The Bud Man
Thirteen years old, we launched water balloons at his tiny apartment
in the hope he’d finally notice us. He was the Bud Man.
Written on his curb, in melted surf wax, was “Camp Bud ‘90.”
He drank Buds in his concrete yard with other local surfers,
the Bud Men. They were older, but not old. They were
so cool and didn’t act cool, which was beyond cool.
Big waves, cold Buds, babes on the weekends. Wetsuits drying
on his flaking wooden fence. Monday morning trashcan
overflowing with Bud bottles and Bud cans and Bud boxes.
My mom called his apartment and its twin the “Mud Huts.”
They were on our corner, and they did look made of mud.

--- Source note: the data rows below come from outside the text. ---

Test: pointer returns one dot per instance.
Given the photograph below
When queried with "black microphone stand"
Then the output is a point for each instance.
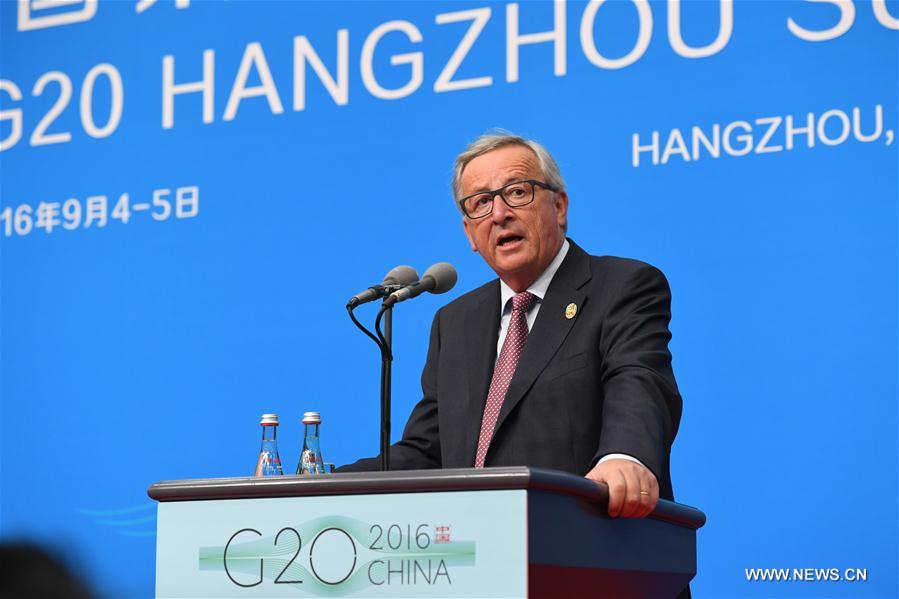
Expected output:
(384, 342)
(386, 376)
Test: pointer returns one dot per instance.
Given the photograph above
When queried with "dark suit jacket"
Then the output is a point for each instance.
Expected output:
(598, 383)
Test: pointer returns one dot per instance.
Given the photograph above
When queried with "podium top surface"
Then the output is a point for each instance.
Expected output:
(410, 481)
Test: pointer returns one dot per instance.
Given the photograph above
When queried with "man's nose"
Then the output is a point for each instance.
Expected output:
(501, 210)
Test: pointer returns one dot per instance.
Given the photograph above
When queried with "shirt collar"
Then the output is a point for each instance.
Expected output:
(539, 286)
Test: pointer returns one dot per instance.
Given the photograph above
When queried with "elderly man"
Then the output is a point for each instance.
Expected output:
(562, 362)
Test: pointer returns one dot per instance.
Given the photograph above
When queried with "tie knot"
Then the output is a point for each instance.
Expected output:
(523, 301)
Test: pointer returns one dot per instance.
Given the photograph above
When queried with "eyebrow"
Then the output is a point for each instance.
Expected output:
(511, 179)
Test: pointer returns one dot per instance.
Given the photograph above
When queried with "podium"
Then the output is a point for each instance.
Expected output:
(494, 532)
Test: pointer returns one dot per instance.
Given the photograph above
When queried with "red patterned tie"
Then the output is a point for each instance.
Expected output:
(505, 368)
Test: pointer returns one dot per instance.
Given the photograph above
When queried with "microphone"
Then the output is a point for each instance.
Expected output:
(439, 278)
(397, 277)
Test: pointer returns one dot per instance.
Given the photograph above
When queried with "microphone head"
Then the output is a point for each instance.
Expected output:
(400, 275)
(444, 276)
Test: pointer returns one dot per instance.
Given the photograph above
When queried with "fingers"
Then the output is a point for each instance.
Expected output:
(617, 492)
(633, 489)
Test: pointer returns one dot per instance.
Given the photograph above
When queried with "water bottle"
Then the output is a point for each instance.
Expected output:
(269, 463)
(311, 458)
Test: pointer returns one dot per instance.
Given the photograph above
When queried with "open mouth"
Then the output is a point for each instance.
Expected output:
(508, 240)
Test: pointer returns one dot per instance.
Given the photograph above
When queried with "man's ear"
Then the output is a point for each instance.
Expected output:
(468, 225)
(561, 208)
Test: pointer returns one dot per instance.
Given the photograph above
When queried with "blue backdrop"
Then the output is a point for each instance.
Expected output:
(192, 190)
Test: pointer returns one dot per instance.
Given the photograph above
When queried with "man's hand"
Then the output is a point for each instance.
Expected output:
(633, 488)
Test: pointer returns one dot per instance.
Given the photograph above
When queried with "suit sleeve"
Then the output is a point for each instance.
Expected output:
(420, 446)
(642, 406)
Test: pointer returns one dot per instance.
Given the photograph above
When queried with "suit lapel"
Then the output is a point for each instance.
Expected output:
(550, 329)
(483, 325)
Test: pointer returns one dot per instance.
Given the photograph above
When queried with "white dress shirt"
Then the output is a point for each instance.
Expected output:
(538, 288)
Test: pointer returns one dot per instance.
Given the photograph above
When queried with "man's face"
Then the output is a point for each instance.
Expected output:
(517, 243)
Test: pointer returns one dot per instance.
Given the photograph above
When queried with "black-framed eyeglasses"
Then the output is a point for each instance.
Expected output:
(515, 195)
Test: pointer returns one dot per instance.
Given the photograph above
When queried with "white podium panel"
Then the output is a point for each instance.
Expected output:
(435, 544)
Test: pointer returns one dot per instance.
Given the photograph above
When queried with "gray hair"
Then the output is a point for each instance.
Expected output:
(499, 138)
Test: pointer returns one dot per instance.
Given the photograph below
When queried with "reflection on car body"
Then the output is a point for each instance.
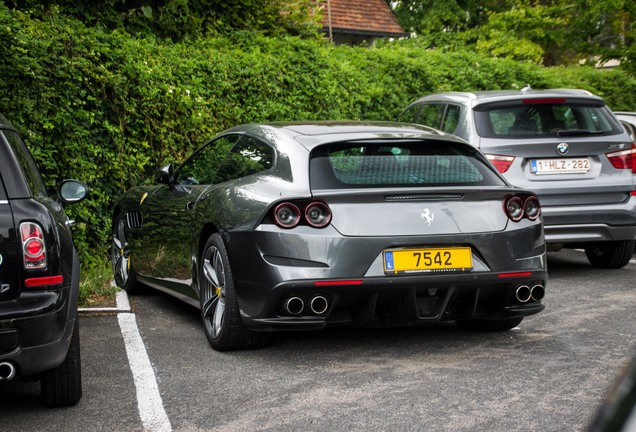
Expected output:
(290, 226)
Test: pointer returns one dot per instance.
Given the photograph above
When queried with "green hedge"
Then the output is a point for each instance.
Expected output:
(109, 108)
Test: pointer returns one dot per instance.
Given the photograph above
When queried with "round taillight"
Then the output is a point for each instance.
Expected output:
(514, 209)
(34, 248)
(286, 215)
(318, 214)
(532, 208)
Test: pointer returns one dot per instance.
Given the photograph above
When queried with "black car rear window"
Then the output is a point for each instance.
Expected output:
(532, 119)
(398, 164)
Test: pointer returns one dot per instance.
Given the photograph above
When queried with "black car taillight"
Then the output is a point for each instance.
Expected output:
(33, 246)
(624, 159)
(315, 213)
(522, 206)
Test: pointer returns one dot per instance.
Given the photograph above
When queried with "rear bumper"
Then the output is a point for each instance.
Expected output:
(39, 338)
(587, 233)
(400, 301)
(590, 223)
(36, 328)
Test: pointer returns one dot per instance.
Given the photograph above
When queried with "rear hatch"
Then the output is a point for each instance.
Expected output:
(408, 187)
(9, 259)
(569, 150)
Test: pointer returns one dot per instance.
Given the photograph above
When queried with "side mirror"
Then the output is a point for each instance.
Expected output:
(71, 191)
(164, 174)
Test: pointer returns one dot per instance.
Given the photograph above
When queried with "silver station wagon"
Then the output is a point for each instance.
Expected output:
(564, 145)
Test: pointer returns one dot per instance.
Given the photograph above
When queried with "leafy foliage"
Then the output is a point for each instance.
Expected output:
(109, 108)
(183, 19)
(549, 32)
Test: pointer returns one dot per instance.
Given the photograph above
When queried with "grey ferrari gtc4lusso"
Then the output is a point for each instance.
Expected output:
(290, 226)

As we kids got older, we started calling them the “Bud Huts.”
That’s the name that stuck. Sometimes mom used it too.
The Bud Men were legendary surfers, to us at least.
On days when the waves were so big the beach shook,
they would paddle out and pull into barrels that seemed
to us like howling chambers of death. One day as I watched
with a pounding heart from the shoulder, a Bud Man we called
the Walrus steered his twelve foot blue behemoth board into
a steep sucking barrel and before he disappeared into the thump
I saw the look on his face and it wasn’t fear or bravado or awe
or even focus, his blue eyes were just open, and in he went.
The other week my mom sent my brothers and me an email
with a photo attached. She asked if we remember the Bud Man
who lived in the Mud Huts. The photo was of an obituary
in our local paper, talking about a 58 year old man who’d died,
and pictured was the Bud Man, the original, the one
we’d targeted with our flirtatious water balloons.
The obituary left out the details. Mom said he’d been diagnosed
with Parkinson’s and had killed himself, no mention of how.
I don’t believe in an afterlife, but I hope I’m wrong about that,
and I hope it’s full of thumping waves, babes and bros,
a fridge full of cold Buds. There was more to the Bud
Man than all that, and so whoever and whatever else
he loved, I hope that’s there too. And I don’t know if the Walrus
still roams this earth, but if not, I hope they’re up there together,
and I hope the first thing the Bud Man saw when he arrived
was the Walrus steering his blue behemoth board into a
howling barrel so massive you could fit both Bud Huts inside it.